Week 1: Introduction and Gross Domestic Product
Macroeconomic aggregates and Gross Domestic Product. The value added and the return of productive factors. The components of GDP. Real and nominal GDP and the GDP deflator. The determinants of productivity in the long run.

Week 2: Savings and Investment. Labor Market. Consumer Price Index
Savings and investment in a closed economy. The market for loanable funds. Main statistics of the labor market. Types of unemployment: the natural rate and the cyclical unemployment. The consumer price index and the measurement of inflation.

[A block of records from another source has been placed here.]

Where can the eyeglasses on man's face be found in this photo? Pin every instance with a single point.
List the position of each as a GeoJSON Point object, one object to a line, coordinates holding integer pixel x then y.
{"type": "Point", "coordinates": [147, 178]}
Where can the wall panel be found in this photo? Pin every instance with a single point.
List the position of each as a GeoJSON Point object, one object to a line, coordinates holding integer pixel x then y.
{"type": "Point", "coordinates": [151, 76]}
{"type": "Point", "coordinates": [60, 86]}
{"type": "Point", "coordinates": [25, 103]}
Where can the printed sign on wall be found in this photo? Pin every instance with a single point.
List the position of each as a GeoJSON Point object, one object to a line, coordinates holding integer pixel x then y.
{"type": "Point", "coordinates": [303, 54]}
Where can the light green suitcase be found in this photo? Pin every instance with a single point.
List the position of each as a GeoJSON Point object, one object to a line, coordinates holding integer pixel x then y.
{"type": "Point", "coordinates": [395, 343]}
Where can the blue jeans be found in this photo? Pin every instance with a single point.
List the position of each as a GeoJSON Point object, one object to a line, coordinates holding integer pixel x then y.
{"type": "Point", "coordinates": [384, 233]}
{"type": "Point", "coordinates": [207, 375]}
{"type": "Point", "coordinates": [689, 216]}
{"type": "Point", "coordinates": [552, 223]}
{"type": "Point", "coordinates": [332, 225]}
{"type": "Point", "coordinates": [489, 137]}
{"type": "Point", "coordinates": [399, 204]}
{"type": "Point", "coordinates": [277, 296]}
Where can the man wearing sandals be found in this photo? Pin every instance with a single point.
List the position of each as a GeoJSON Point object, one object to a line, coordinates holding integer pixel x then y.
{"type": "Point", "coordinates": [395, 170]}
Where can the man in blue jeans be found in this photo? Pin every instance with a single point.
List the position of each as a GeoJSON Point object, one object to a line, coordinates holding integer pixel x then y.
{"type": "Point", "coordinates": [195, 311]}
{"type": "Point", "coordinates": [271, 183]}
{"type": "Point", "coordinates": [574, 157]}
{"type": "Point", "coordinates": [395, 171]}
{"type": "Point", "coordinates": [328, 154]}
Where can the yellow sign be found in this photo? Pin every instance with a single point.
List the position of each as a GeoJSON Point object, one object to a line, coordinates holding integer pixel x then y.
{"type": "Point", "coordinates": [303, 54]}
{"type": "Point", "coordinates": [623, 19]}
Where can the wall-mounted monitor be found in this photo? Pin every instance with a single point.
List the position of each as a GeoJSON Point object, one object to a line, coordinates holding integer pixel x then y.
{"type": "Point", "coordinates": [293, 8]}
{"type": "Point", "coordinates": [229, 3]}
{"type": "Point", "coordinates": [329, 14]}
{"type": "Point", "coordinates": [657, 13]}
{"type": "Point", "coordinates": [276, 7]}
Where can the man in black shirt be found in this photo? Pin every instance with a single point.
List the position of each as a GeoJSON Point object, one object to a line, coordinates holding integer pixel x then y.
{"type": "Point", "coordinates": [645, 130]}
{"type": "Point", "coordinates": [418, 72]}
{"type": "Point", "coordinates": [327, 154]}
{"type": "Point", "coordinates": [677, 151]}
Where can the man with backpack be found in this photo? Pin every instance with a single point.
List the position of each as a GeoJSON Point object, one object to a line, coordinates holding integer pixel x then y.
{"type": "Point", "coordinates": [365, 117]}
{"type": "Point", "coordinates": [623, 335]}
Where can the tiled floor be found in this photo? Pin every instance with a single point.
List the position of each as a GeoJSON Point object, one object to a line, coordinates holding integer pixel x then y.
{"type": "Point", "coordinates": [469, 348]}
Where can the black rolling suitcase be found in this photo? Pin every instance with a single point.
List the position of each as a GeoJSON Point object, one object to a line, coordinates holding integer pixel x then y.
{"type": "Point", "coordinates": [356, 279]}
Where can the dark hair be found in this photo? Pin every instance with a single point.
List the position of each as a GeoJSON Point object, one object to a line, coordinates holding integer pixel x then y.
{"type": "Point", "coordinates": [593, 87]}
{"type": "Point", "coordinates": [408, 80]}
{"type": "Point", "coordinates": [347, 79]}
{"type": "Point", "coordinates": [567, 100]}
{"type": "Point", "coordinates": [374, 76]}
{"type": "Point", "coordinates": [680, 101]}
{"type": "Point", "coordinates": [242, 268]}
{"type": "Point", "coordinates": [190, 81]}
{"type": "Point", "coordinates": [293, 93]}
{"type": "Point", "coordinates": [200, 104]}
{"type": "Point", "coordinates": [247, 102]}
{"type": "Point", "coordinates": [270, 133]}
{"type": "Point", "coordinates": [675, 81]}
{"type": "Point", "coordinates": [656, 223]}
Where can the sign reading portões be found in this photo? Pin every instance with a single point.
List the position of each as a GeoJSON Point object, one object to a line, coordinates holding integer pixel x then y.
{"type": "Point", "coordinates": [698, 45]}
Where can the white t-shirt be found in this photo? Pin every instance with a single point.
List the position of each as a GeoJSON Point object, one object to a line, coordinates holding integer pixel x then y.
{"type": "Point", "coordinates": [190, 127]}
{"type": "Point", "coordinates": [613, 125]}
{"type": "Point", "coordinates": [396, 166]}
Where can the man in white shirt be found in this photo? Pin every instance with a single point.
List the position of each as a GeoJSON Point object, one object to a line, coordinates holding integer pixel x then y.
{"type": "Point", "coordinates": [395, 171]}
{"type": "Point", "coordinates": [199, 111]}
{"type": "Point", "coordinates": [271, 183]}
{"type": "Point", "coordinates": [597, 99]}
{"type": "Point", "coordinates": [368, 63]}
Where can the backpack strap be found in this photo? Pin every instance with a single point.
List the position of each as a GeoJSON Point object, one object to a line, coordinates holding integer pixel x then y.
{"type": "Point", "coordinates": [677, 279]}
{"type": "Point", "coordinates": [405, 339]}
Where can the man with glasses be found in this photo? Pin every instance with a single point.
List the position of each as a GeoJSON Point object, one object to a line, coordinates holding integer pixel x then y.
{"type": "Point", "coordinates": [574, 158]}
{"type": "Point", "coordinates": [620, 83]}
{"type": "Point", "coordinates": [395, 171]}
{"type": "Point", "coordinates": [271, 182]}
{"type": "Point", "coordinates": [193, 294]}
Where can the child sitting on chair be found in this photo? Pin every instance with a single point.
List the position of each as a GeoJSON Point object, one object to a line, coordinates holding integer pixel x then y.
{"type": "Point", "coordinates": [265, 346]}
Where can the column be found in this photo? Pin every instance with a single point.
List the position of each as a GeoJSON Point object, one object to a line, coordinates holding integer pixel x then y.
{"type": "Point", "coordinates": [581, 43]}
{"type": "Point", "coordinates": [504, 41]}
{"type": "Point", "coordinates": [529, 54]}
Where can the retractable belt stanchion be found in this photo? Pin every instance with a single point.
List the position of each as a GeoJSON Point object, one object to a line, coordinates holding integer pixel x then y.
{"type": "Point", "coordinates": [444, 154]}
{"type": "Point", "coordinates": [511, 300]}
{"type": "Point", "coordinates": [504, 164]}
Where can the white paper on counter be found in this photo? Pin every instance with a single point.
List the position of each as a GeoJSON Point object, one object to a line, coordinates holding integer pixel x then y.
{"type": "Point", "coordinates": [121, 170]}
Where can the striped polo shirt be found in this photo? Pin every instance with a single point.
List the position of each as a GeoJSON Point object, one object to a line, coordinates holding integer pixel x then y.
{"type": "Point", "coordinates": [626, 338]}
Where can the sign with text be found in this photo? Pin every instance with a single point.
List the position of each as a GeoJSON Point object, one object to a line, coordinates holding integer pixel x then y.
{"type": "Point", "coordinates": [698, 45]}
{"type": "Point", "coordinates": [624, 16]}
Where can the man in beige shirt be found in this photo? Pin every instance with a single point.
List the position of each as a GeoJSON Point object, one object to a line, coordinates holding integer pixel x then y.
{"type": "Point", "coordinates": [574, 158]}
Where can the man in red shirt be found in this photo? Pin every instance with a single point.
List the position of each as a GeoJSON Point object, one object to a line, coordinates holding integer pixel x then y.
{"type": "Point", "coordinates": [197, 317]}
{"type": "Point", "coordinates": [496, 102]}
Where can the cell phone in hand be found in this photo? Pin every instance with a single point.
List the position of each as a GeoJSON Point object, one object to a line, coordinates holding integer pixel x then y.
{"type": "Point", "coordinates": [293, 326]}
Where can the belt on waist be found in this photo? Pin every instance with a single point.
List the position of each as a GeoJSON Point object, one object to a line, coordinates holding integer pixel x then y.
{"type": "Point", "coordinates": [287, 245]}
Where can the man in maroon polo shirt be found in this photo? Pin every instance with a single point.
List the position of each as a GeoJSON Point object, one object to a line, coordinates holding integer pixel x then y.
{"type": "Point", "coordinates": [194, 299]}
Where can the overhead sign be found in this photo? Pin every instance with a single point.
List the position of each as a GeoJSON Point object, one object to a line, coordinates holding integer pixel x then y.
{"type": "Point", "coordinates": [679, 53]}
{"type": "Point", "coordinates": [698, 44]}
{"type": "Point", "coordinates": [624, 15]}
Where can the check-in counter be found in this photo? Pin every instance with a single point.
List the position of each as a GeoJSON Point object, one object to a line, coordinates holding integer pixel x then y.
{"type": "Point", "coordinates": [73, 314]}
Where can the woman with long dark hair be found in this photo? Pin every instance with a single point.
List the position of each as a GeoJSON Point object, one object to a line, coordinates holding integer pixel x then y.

Week 3: Money, monetary system and inflation
Definitions of money. The fractional-reserve banking system. The central banks. The tools for monetary control. Money demand, money supply,and price level determination. The quantity theory of money and the causes of inflationover the long run.

Week 4: Open economies and exchange rates
Open economies and trade balances. Capital flows. The relationship between savings, investment,and capital flows in open economies. Nominal and real exchange rate. The Purchasing-power Parity theory for determination of nominal exchange rates. The relationship between inflation and depreciation.

Week 5: Economic fluctuations
Empirical regularities of economic fluctuations. The aggregate demand curve. The long-run aggregate supply curve. The short-run aggregate supply curve. The long-run equilibrium and the short run economic fluctuations.

Week 6: Fiscal and Monetary Policies
The money demand and the theory of liquidity preference. The impact of monetary policies on the aggregate demand. Fiscal policies and the multiplier effect. Fiscal policies and the crowding-out effect. The argument for and against the use of fiscal and monetary policy to stabilize the economy.